A piano teacher lived next door to us in Southern California when I was a freshman in high school. The only reason I remember her is that my grandmother told me that she was an artist, and that all artists are messy housekeepers. She pops into my head occasionally when I clean house. I don’t think my grandmother ever set foot in her house, but she was absolutely sure her house was a mess because when she spent so much time playing the piano she couldn’t possibly be cleaning her house.
Well, I am and always have been an artist, and the health department has never called an impromptu inspection. My mother-in-law lived just around the corner for many years, and she never complained either.

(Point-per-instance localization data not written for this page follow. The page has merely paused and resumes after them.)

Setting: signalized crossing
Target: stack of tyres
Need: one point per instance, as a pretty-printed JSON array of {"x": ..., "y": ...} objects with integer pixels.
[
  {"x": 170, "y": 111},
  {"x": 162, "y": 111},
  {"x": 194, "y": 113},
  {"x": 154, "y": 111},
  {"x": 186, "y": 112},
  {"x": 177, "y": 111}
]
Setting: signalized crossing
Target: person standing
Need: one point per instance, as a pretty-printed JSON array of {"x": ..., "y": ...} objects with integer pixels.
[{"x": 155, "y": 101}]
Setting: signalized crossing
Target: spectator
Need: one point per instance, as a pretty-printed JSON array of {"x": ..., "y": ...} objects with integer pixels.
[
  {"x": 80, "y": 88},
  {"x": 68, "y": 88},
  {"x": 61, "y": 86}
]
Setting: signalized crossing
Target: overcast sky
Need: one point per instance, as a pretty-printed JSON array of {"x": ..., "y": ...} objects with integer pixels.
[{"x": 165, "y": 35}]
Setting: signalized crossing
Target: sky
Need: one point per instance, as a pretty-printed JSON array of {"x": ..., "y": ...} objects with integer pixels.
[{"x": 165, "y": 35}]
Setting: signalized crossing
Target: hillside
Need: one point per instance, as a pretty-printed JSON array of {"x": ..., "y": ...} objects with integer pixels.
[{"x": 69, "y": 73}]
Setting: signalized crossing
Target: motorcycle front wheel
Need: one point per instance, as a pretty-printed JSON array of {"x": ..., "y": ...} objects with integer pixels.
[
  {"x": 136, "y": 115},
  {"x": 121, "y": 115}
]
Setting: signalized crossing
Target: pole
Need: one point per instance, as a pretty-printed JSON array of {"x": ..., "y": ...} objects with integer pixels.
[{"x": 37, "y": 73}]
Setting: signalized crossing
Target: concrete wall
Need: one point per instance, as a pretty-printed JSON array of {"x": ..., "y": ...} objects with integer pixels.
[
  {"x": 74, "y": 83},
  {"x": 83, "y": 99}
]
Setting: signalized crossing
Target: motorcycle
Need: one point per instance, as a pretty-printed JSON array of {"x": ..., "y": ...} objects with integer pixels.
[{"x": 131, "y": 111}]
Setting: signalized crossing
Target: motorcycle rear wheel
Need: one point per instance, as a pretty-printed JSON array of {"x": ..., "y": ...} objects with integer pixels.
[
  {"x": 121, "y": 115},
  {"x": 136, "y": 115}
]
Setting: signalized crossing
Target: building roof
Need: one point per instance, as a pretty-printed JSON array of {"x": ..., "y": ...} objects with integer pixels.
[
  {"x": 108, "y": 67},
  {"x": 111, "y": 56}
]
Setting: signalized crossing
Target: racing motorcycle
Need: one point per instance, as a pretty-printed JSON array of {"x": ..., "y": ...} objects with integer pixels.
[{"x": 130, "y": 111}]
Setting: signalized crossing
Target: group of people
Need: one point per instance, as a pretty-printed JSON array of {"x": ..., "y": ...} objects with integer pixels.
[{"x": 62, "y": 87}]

The nicest thing about the piano teacher was her two daughters, who being 2 or 3 years older, knew the latest hairstyles as well as being able to teach me the two-step. Now I had taken dancing lessons for most of my childhood, but this was a whole new method. We sent for diagrams from Arthur Murray, set them on the floor and followed the colored footsteps. It was great, but there was no one to dance with, and we never went anywhere you could practice, so we just had Arthur Murray in my bedroom.
This was the period when I discovered boys. Oh I knew about them of course, and had even had a boyfriend in kindergarten, but this was the year someone actually came to call on me. He didn’t really come to see me, but I just happened to be climbing the old fig tree in our alley, and this is the way he rode his bike on his way home from school. We would just stand talk, he would scuff the dirt with his toe, and I would pick a fig now and then for him. Not an especially hot romance. But then a boy actually came to the front door and my mother let him in! What do you do now? I thought. So we made fudge. I’ve made a ton of fudge since then, but none so nervewracking.
Occasionally I mowed the front lawn in order to catch a glimpse of the boy across the street. He was a senior, and a football player. His nickname was “Shifty-hips” Parton, which was a moniker to be reckoned with. I wore glasses, and one day he spoke to me and insulted me by telling me I ‘looked intelligent’. From then on, I tried to never wear my glasses.
And oh yes, the messy piano teacher tried to teach me to play the piano, but it was too late. I had discovered boys.